After the impact statements, Chief Deputy Prosecuting Attorney Dan Hampton said there were no mitigators within the case and noted Cruz’s prior criminal history. He asked Reed to consider the seriousness of the crimes, Cruz’s lack of remorse, the need for rehabilitation, and continued acts of violence by Cruz as aggravators. Hampton said Cruz admitted to engaging in several fights while incarcerated in KCJ and also said past rehabilitation programs such as probation have not worked.
Hampton requested a 40-year sentence, followed by extensive time on probation.
Defense Attorney Randall Hammond said two of Cruz’s relatives were in the courtroom in support of Cruz. He requested a sentence that recognized the harm caused to the two officers but also focused on rehabilitation for Cruz.
In total, including a 10-year sentence enhancement, Cruz received a 38-year sentence at the Indiana Department of Correction, and four years on probation. Cruz has been incarcerated at KCJ since the August 2020 incident.
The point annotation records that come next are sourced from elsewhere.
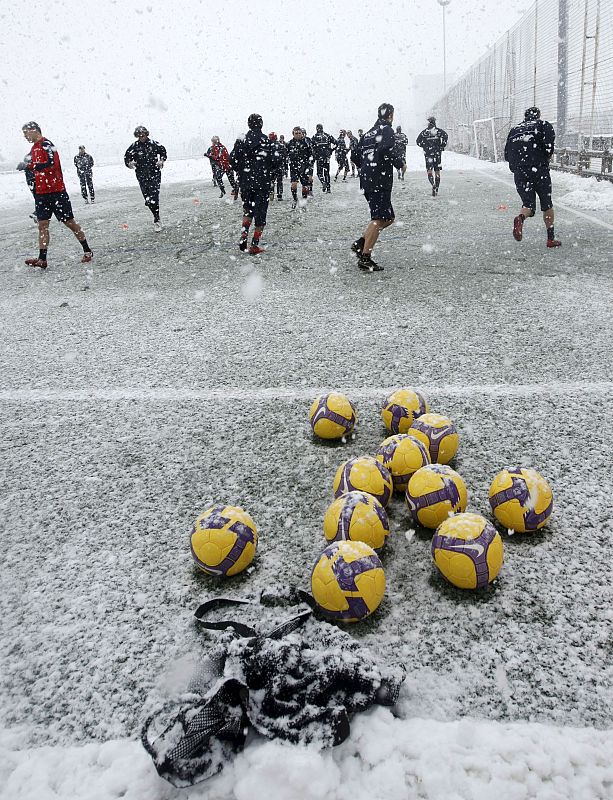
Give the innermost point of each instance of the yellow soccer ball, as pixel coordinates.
(468, 551)
(357, 517)
(332, 416)
(434, 493)
(223, 540)
(348, 582)
(521, 499)
(402, 408)
(403, 455)
(364, 474)
(439, 434)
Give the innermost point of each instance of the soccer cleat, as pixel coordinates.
(367, 264)
(358, 246)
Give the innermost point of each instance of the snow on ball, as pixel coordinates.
(434, 493)
(521, 499)
(332, 416)
(439, 434)
(348, 582)
(357, 517)
(467, 551)
(364, 474)
(403, 455)
(223, 540)
(402, 408)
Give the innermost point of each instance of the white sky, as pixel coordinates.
(89, 71)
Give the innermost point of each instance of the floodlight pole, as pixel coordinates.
(444, 4)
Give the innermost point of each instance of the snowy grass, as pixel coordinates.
(164, 378)
(385, 758)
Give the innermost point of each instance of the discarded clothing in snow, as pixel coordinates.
(299, 682)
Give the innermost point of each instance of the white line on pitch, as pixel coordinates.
(557, 203)
(297, 393)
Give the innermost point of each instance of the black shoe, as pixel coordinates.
(358, 246)
(367, 264)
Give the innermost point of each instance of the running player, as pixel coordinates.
(323, 146)
(147, 158)
(341, 155)
(353, 148)
(50, 195)
(528, 150)
(255, 160)
(433, 141)
(378, 157)
(402, 142)
(300, 156)
(85, 165)
(220, 164)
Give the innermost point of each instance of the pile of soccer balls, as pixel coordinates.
(348, 581)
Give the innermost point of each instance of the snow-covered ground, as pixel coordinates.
(176, 372)
(572, 190)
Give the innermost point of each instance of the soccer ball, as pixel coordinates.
(468, 551)
(439, 434)
(332, 416)
(434, 493)
(364, 474)
(348, 581)
(223, 540)
(521, 499)
(401, 408)
(357, 517)
(402, 454)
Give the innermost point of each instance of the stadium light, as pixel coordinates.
(444, 4)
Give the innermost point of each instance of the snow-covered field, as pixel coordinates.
(176, 372)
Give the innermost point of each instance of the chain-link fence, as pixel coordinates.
(558, 57)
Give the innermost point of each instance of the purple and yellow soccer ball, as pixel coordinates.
(468, 551)
(434, 493)
(402, 454)
(364, 474)
(439, 434)
(348, 582)
(332, 416)
(223, 540)
(357, 517)
(521, 499)
(402, 408)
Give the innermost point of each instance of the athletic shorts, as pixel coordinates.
(533, 181)
(300, 173)
(255, 206)
(380, 204)
(53, 204)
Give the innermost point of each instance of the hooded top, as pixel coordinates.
(378, 156)
(530, 144)
(256, 160)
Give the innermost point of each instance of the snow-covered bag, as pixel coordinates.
(301, 681)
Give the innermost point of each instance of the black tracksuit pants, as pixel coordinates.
(323, 172)
(149, 183)
(86, 179)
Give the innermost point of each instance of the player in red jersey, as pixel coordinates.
(50, 195)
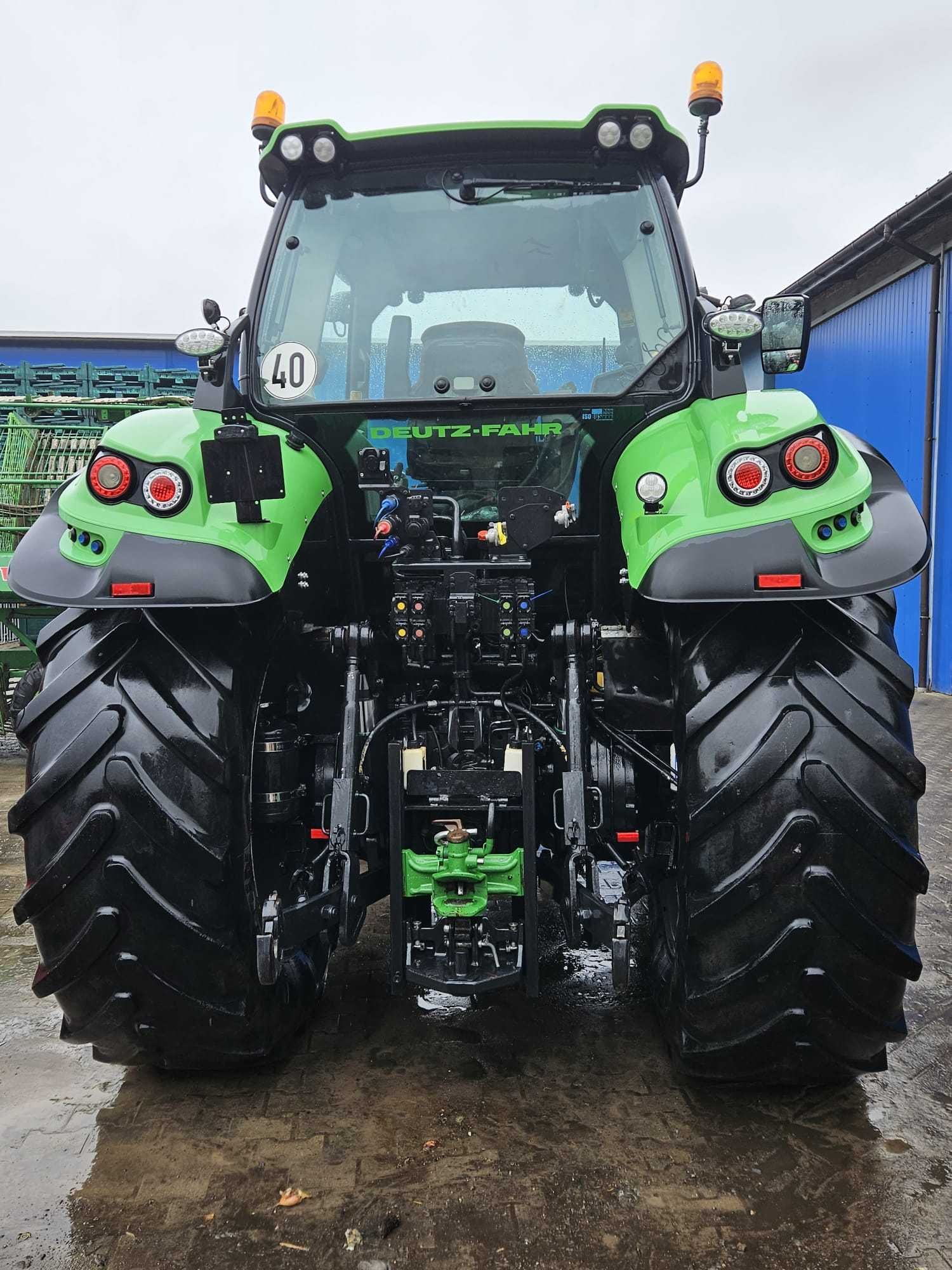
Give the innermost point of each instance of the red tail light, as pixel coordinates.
(807, 460)
(110, 477)
(164, 491)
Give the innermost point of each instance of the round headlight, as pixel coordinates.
(609, 134)
(293, 148)
(652, 488)
(747, 477)
(733, 324)
(324, 149)
(201, 342)
(642, 137)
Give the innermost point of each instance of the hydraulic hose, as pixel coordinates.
(459, 542)
(531, 714)
(416, 707)
(638, 751)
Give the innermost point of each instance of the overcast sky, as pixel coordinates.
(130, 186)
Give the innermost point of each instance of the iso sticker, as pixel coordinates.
(289, 371)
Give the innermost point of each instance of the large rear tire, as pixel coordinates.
(783, 943)
(138, 839)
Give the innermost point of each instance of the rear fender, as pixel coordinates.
(704, 547)
(201, 556)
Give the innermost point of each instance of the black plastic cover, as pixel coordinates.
(724, 567)
(183, 573)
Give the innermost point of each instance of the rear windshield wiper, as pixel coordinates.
(506, 186)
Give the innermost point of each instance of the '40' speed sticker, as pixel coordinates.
(289, 371)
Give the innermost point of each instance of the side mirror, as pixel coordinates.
(786, 335)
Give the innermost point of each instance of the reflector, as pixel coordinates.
(133, 589)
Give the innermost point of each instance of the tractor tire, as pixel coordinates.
(138, 840)
(784, 937)
(27, 688)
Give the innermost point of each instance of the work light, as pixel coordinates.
(293, 148)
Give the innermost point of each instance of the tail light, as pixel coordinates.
(110, 477)
(164, 490)
(807, 460)
(747, 477)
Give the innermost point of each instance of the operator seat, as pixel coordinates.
(470, 351)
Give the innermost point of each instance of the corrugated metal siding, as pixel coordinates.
(866, 373)
(941, 652)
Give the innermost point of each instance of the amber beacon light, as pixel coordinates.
(270, 115)
(706, 90)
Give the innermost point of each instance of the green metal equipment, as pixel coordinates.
(492, 567)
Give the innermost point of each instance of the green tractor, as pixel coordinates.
(488, 563)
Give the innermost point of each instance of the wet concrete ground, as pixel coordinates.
(549, 1133)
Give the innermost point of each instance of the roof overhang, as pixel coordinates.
(512, 140)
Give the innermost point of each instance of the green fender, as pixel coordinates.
(216, 559)
(704, 547)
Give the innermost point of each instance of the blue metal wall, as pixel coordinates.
(866, 371)
(941, 651)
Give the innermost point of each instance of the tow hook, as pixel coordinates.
(270, 942)
(621, 947)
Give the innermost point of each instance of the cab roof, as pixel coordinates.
(506, 139)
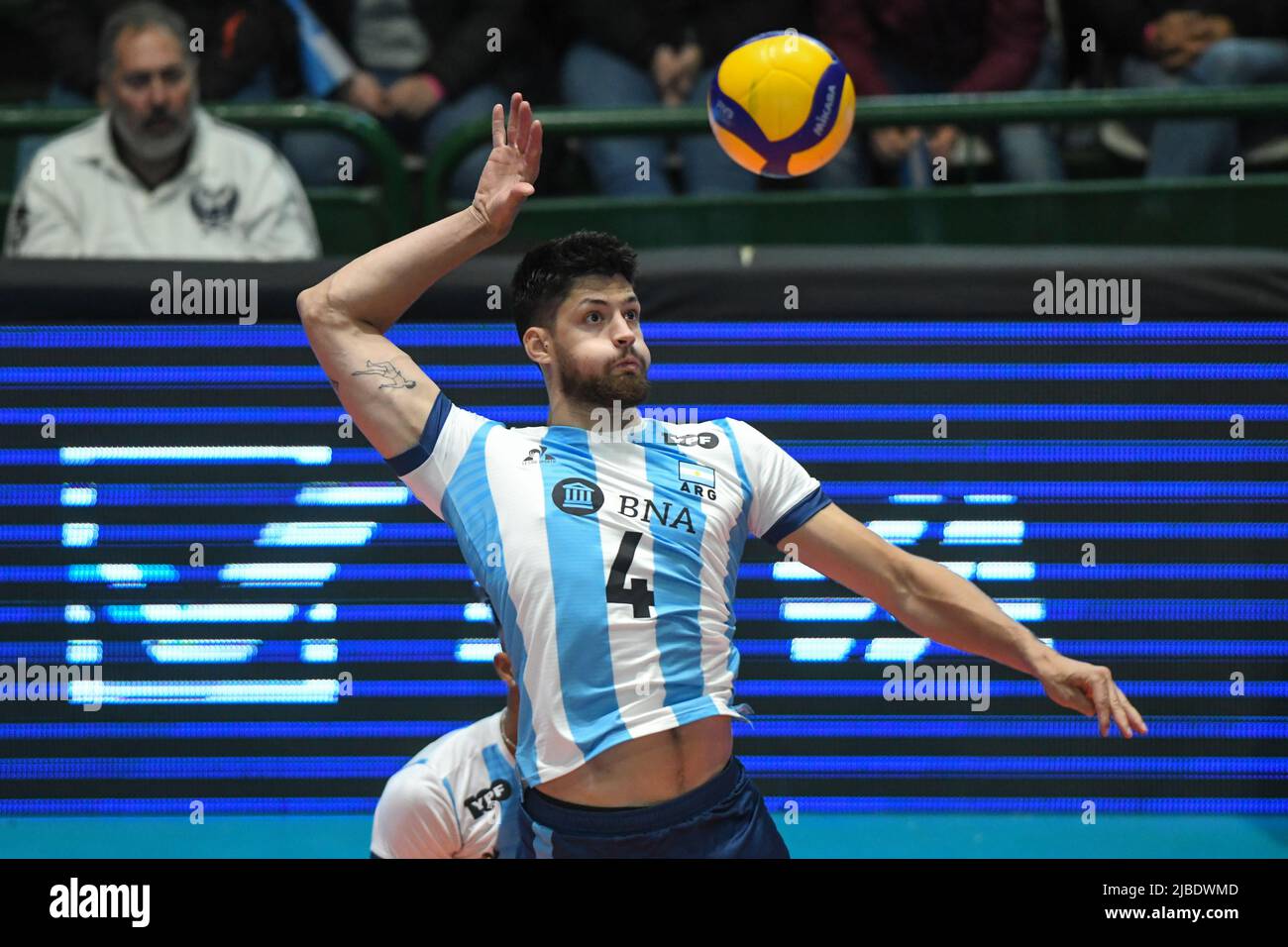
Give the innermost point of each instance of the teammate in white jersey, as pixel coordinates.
(459, 796)
(610, 541)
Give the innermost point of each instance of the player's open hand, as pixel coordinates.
(511, 167)
(1091, 690)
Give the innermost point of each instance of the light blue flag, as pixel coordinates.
(322, 58)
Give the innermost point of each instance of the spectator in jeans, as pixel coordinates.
(236, 63)
(913, 47)
(424, 67)
(1176, 44)
(666, 52)
(155, 175)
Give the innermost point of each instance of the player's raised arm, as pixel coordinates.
(347, 315)
(935, 602)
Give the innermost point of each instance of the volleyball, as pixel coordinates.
(781, 105)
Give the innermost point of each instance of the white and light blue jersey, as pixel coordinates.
(458, 797)
(610, 561)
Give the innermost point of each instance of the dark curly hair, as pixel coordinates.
(548, 270)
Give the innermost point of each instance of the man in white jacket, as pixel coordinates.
(155, 175)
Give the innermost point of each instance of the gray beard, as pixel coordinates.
(145, 147)
(601, 390)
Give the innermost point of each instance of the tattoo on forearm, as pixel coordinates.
(393, 377)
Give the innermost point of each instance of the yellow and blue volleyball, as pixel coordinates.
(781, 105)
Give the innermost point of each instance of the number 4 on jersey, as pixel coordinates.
(636, 594)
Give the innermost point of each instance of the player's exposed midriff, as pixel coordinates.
(649, 770)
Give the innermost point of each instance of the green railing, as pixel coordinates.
(351, 217)
(1192, 211)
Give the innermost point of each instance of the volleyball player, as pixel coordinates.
(610, 543)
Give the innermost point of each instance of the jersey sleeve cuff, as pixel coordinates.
(413, 457)
(797, 517)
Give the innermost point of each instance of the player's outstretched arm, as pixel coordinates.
(938, 603)
(347, 315)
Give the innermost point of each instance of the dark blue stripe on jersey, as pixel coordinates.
(797, 517)
(413, 457)
(677, 573)
(737, 541)
(575, 547)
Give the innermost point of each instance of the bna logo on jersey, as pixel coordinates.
(578, 496)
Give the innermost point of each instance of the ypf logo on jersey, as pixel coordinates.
(578, 496)
(484, 800)
(702, 438)
(697, 479)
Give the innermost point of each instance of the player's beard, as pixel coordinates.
(150, 145)
(610, 385)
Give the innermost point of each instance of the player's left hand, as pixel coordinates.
(511, 167)
(1091, 690)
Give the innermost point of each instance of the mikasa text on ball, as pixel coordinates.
(781, 105)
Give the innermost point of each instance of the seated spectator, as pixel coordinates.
(237, 60)
(424, 67)
(235, 64)
(917, 47)
(155, 175)
(1179, 44)
(666, 52)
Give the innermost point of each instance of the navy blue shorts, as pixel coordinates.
(722, 818)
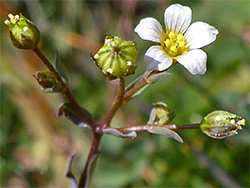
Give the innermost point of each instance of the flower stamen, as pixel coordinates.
(174, 45)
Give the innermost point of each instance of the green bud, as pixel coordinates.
(48, 82)
(23, 33)
(221, 124)
(117, 57)
(161, 114)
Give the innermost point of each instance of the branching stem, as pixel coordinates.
(67, 92)
(147, 126)
(116, 105)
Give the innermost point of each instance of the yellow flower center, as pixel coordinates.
(174, 45)
(14, 19)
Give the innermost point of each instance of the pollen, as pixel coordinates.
(109, 70)
(13, 19)
(174, 44)
(25, 29)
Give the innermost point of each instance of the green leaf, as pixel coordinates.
(59, 69)
(69, 173)
(165, 132)
(68, 111)
(116, 133)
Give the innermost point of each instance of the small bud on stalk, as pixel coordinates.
(23, 33)
(163, 113)
(116, 58)
(221, 124)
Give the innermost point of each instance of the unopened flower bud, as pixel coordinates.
(163, 114)
(23, 33)
(48, 82)
(116, 58)
(221, 124)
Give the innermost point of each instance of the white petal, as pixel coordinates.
(149, 29)
(194, 61)
(156, 59)
(177, 18)
(200, 34)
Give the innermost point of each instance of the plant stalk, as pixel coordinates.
(67, 92)
(116, 105)
(90, 163)
(147, 126)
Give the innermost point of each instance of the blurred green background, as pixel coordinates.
(35, 145)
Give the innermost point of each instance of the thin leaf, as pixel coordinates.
(165, 132)
(116, 133)
(59, 69)
(68, 111)
(69, 173)
(152, 116)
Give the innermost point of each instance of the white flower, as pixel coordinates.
(179, 43)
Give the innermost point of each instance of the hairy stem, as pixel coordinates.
(140, 85)
(90, 163)
(147, 126)
(67, 92)
(116, 105)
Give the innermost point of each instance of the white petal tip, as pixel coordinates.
(7, 22)
(10, 16)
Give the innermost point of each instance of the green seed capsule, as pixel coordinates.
(221, 124)
(23, 33)
(117, 57)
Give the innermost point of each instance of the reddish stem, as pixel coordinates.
(89, 166)
(147, 126)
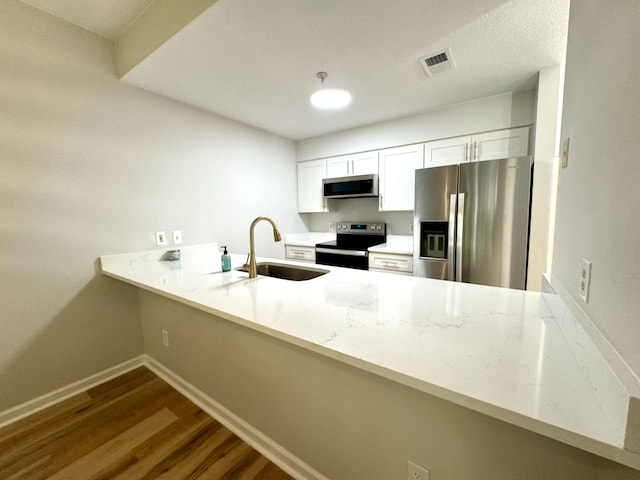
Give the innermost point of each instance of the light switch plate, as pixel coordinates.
(565, 153)
(161, 238)
(585, 280)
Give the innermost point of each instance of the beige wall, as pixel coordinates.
(598, 197)
(544, 174)
(91, 166)
(344, 422)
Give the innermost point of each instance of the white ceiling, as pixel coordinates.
(256, 60)
(107, 18)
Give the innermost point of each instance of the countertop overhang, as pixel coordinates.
(513, 355)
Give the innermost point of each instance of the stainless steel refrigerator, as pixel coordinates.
(471, 222)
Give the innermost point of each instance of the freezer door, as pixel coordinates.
(434, 222)
(494, 220)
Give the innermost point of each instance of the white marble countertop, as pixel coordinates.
(398, 244)
(516, 356)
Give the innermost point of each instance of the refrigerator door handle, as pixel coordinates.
(451, 244)
(459, 236)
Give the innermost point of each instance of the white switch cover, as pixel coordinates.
(565, 153)
(161, 239)
(585, 280)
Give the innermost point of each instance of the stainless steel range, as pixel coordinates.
(349, 249)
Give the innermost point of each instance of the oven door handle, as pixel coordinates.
(352, 253)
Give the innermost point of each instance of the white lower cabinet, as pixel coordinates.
(391, 263)
(300, 254)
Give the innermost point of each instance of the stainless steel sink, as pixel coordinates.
(287, 272)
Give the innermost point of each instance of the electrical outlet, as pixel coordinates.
(416, 472)
(161, 239)
(585, 280)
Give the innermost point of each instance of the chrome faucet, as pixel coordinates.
(251, 266)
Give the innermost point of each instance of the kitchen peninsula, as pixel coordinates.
(508, 354)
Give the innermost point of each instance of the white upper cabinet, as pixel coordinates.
(450, 151)
(397, 166)
(310, 175)
(501, 144)
(513, 142)
(397, 176)
(355, 164)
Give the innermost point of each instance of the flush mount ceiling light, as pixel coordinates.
(329, 98)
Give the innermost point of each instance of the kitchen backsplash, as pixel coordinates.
(362, 210)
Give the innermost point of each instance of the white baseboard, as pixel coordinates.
(32, 406)
(265, 445)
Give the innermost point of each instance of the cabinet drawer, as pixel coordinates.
(390, 262)
(303, 254)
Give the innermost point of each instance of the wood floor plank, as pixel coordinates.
(101, 457)
(214, 439)
(25, 425)
(86, 432)
(133, 427)
(144, 458)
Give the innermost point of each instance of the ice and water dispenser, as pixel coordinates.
(433, 239)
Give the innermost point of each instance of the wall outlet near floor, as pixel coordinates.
(585, 280)
(416, 472)
(161, 239)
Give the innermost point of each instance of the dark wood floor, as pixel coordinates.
(133, 427)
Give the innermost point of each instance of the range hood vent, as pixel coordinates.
(437, 62)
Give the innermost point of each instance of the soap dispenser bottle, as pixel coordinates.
(225, 260)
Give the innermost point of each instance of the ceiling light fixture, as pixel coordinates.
(329, 98)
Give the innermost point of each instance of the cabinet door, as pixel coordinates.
(501, 144)
(364, 163)
(310, 175)
(338, 166)
(450, 151)
(397, 176)
(355, 164)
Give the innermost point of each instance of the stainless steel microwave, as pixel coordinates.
(350, 187)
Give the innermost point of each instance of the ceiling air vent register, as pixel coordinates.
(437, 62)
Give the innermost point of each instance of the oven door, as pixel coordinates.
(343, 258)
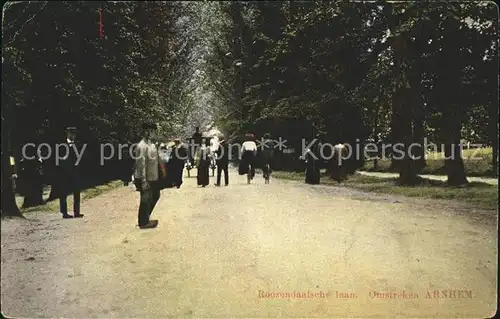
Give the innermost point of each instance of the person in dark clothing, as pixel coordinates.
(31, 180)
(312, 156)
(164, 156)
(196, 140)
(204, 164)
(149, 169)
(177, 159)
(127, 167)
(267, 156)
(69, 177)
(222, 162)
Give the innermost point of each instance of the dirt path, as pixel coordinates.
(216, 248)
(487, 180)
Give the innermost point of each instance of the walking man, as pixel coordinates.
(68, 177)
(147, 176)
(222, 161)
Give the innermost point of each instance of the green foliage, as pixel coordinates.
(59, 72)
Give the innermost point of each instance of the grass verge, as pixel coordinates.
(480, 195)
(477, 163)
(53, 206)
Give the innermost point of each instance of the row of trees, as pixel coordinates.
(58, 72)
(380, 72)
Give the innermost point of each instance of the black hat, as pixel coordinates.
(149, 125)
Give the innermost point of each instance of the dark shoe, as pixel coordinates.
(151, 224)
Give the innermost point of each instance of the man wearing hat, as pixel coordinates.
(69, 179)
(147, 176)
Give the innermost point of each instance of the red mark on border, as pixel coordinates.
(100, 23)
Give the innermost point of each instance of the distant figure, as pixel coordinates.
(312, 156)
(69, 177)
(204, 164)
(147, 175)
(196, 140)
(267, 156)
(337, 168)
(178, 156)
(31, 180)
(127, 167)
(164, 156)
(248, 156)
(222, 161)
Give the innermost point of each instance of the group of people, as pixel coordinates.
(157, 166)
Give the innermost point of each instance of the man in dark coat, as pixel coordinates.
(68, 177)
(222, 161)
(178, 157)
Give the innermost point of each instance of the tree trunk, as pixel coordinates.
(493, 129)
(403, 110)
(454, 163)
(419, 151)
(8, 205)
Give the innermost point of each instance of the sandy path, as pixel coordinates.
(486, 180)
(216, 248)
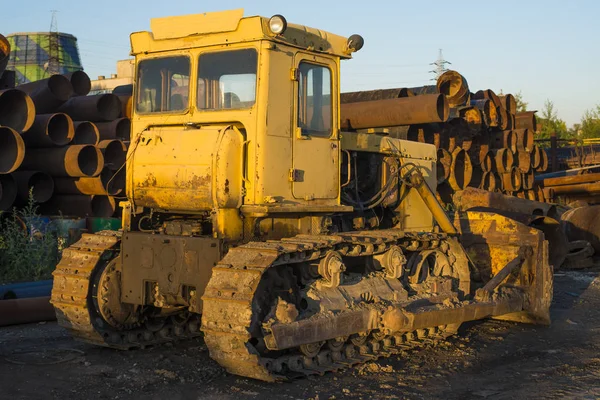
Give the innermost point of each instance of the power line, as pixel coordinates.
(440, 66)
Cruz must also pay $496 in restitution to the female officer and $2,657.55 in restitution to the Indiana Public Employers’ Plan, all for medical expenses the female officer incurred after the incident.
Hammond said Cruz intends to appeal the sentence with the assistance of a public defender.
On Aug. 5, 2020, officers responded to a report of a threat to life at Quick Clean Laundry in Warsaw. After confirming Cruz was illegally in possession of a handgun, two Warsaw Police officers attempted to take Cruz into custody. A physical altercation occurred, with Cruz pointing his firearm at one of the officer’s heads and battering her. Both officers sustained scrapes, cuts and bruises to their arms. The officer Cruz battered with a firearm was taken to a local hospital but was released soon after.
As Cruz was being taken to the Kosciusko County Jail, Cruz said he should have killed the female officer.